Commentary

Feeling A Little Baudy

As someone who first got online with a 1200 baud modem, I marvel at the speed of connectivity we all have now in our hands, pockets or close by on a desk of table top. And it tickles me when I hear some old-school dial machine language talking, usually at an antiquated ATM machine located in a Third World situation. I marvel because they still work, and because of how far we’ve come, and how fast we’ve come there.

Specifically, new research released this week by Smarthomestarter.com estimates the average 5G connection in the U.S. is now 35 Mbps (megabits per second).

That’s 29,167 times faster than the dial-up modem I first used to get online in the early 1980s.

But the more latent connectivity changes, the more it remains the same. Not for mobile media, per se, but for the other kinds we used to depend on for seamlessly delivering us vital information and entertaining content in real time. You know, television.

And yes, I know the word “TV” may seem quaint in our omniconnected wired and wireless universe, but it’s still kind of important to a lot of people. Including me. Though increasingly less so. And increasingly -- and more satisfactorily -- via my phone.

Over the past year, I’ve gradually been weaning myself from conventional TV connectivity, first severing my MVPD’s digital set-top device and using vMVPD YouTube TV.

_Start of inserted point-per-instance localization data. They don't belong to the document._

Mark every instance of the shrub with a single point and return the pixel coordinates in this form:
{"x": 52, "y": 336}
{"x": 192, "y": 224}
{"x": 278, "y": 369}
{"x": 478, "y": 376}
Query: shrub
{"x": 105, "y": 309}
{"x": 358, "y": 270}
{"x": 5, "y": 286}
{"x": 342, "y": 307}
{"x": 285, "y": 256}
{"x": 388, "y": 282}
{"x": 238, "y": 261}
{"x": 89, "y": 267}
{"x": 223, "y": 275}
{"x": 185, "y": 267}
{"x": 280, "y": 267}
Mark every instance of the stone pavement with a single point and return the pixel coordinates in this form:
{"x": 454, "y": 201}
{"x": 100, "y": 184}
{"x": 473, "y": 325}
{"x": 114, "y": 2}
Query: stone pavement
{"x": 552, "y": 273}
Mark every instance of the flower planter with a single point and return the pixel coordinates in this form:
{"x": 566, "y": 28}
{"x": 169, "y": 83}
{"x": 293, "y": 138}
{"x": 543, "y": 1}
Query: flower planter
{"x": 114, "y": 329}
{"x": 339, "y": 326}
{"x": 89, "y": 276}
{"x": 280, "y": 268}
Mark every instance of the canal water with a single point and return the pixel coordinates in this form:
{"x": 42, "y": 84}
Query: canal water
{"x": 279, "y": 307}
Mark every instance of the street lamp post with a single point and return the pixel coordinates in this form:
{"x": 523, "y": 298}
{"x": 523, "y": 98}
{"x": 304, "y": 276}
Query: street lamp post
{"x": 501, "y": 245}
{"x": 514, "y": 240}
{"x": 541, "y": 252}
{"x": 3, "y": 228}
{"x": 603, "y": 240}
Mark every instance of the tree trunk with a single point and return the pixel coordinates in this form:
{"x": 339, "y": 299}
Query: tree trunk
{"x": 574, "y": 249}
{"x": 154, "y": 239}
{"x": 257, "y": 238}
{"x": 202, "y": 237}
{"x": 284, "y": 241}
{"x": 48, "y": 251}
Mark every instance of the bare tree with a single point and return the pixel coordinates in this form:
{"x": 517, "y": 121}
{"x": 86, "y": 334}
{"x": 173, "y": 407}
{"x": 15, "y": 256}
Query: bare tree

Then, when YouTube TV jacked its already exorbitant subscription rates up, I throttled back to Sling, and am now ready to pull the plug altogether, leaving subscription TV behind altogether.

To do that, I did something that seems radical by today’s standards, but which was the way we all received TV for most of its history: terrestrially. I bought and installed a digital over-the-air antenna.

But while simple to set up, it didn’t work. I was only able to get one local PBS station.

And it’s not like I live in the boonies. I’m well within the range of New York City’s broadcast signals, and I should be able to receive even more local ones from nearby cities in Connecticut.

Nada.

What I did get, when I set the antenna up, and connected it to my Roku CTV, was a slew of CTV channels -- hundreds!

There’s something wrong with the state of American broadcast spectrum if it’s this hard -- or even impossible -- to receive a broadcast signal in an average American home.

I won’t wax on about that for now, because this is a Mobile Insider, and my main point is about the superior connectivity of mobile vs. terrestrial -- or in some cases, even wired -- television.

Just this week, while attending MediaPost’s Publishing Insiders conference in New Orleans, my hotel room seamlessly enabled me to connect all my subscription services to the room’s “TV” set, simply by casting from my phone.

It used to be that TV was one of the best consumer electronics devices, because unlike computers, hi-fi, wireless modems and routers, etc., you didn’t have to set it up and finagle with it (well, maybe a little with the “rabbit ears”). You just turned your TV on, and the broadcast signals came through.

Now they only come through if they’re being casted from a phone? Sheesh.